Even our new way of planting is not foolproof, but it provides clear advantages.
- I spend more of my day observing the natural world than my computer or calendar. Spending more time, walking my fields, smelling the air, and looking at the timing of native species has some real lifestyle advantages, including my happiness.
- The farming implications of these observations of native trees and flowers provide me with a glimpse of the spring conditions, helping to inform me about whether things are early or late, wet or dry. It clues me into how much sun have we had and what the direction of the wind is. Since our farm is only 1.5 miles from Lake Superior, with a water temperature that averages 38°F, wind speed and direction has a huge affect on our farm’s growing temperatures.
The calendar does not provide any new information as to when things will be safe to plant or how soon a crop might mature, but phenology provides me with the best indication of what to plant and when to plant.

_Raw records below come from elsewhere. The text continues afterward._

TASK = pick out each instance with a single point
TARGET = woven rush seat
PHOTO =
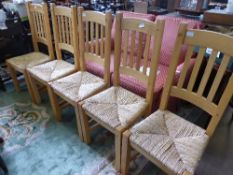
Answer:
(175, 142)
(28, 60)
(52, 70)
(78, 86)
(115, 106)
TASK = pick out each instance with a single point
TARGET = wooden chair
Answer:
(81, 85)
(169, 141)
(41, 33)
(65, 31)
(116, 108)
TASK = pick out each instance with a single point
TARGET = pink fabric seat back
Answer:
(134, 15)
(169, 37)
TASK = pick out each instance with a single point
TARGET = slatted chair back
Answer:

We put this system together by cross-referencing 28 years of farm timing records of our seedling, transplanting and planting, along with the dates of first and last harvests. These agricultural records mixed with the phenological records – when the Snowshoe Hare’s feet turn brown or when the first Robin show up, or the first drips of sugar maple sap fall into the buckets in the spring – provide our farm with the first template of this AgroPhenology system. These phenological records from our farm and the nearby Wolf Ridge Environmental Learning Center, in combination with our agricultural records, have given me, the Pheno-Farmer, the best tools to farm “in nature’s image” and helps our farm grow an amazing quantity and quality of food!